After Ross was found dead, Sheriff David Henderson and jail staff reviewed what had happened and developed suspicions about Shipman, who initially said she and Ross had “very little conversation and then went to bed” after she was put into the cell.

When they tried to interview one of the women in the cell, who had been in the jail since Dec. 23, they found her incoherent. She was taken by ambulance to IU Health Paoli Hospital.

“It was at that time we thought someone might have brought drugs into the jail holding cell … we are having overdoses,” a report from the jail said. A jailer reviewed Shipman’s charged and saw she had tested positive for cocaine, benzodiazepine and methadone at the hospital before being booked into jail.

A female jail officer then took Shipman into a private area, where she was strip searched. "It was at that time Jail Officer Guthrie located a plastic bag with an unknown substance in the vaginal canal of Sarah,” the report said. Tests indicated the powder in the bag was fentanyl-laced heroin and seven blue tablets in the bag were oxycodone pills.

The sheriff soon learned that the woman transported to the hospital had heroin and the opioid fentanyl in her system. On Jan. 21, Owen County Coroner Benjamin Farris received toxicology reports confirming Ross had died from a fentanyl overdose.

When an state police detective interviewed Shipman a second time, after watching video footage from a camera inside the holding cell, she reportedly fessed up.
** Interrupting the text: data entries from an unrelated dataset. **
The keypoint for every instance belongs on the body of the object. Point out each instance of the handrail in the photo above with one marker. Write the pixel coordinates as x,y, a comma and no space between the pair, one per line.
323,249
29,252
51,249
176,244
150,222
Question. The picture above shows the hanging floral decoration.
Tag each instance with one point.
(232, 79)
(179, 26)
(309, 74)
She admitted smuggling the drugs into the jail but said she didn’t provide anything to Ross. She said she had given the woman taken to the hospital an oxycodone pill when she asked for one.

The ISP report said Shipman had six or seven oxycodone pills and some heroin in a plastic bag inside her underwear when she came into the jail. “She stated when she dressed out of her street clothes, she put the drugs inside her front pocket on her jail uniform.”
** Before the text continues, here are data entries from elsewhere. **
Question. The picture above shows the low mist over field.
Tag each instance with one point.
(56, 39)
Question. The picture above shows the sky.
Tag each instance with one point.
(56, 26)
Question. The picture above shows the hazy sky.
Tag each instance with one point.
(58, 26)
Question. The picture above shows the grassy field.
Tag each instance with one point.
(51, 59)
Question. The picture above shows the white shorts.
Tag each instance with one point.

She told the detective she had purchased the drugs from a man at Bloomington’s Crawford Apartments, which provides housing for people experiencing homelessness or who cannot secure housing because of criminal records.

Fentanyl at Crawford: Bloomington man charged with providing drug that killed 39-year-old woman

The ISP detective who investigated Ross’s death wrote the following in his report, summing up the video evidence.
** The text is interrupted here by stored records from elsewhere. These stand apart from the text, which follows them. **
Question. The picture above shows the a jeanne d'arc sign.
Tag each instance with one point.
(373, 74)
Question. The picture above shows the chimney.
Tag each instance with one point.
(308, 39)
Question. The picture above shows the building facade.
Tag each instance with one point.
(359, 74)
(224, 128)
“Sarah is given a green pad to sleep on and it's placed next to Jeanne on the ground of the holding cell. It appears Jeanne and Sarah have some sort of conversation. There is no audio in the holding cell. At approximately 9:55 p.m. you can see in the video Sarah reaching into her jumpsuit pants and appears to be digging or looking for something in her private area. At approximately 9:57 you can see Sarah pull out what she is digging for in her pants.

“At approximately 9:58 you can see Sarah's arm go over to Jeanne as if she is handing her something. Sarah's arm goes to Jeanne several times as if she is handing her something, or they are both snorting something together. Both girls are still laying down after this happens."

Forty minutes later, "you can see Jeanne start having seizures in the holding cell. It is believed by the coroner that Jeanne died about this time.”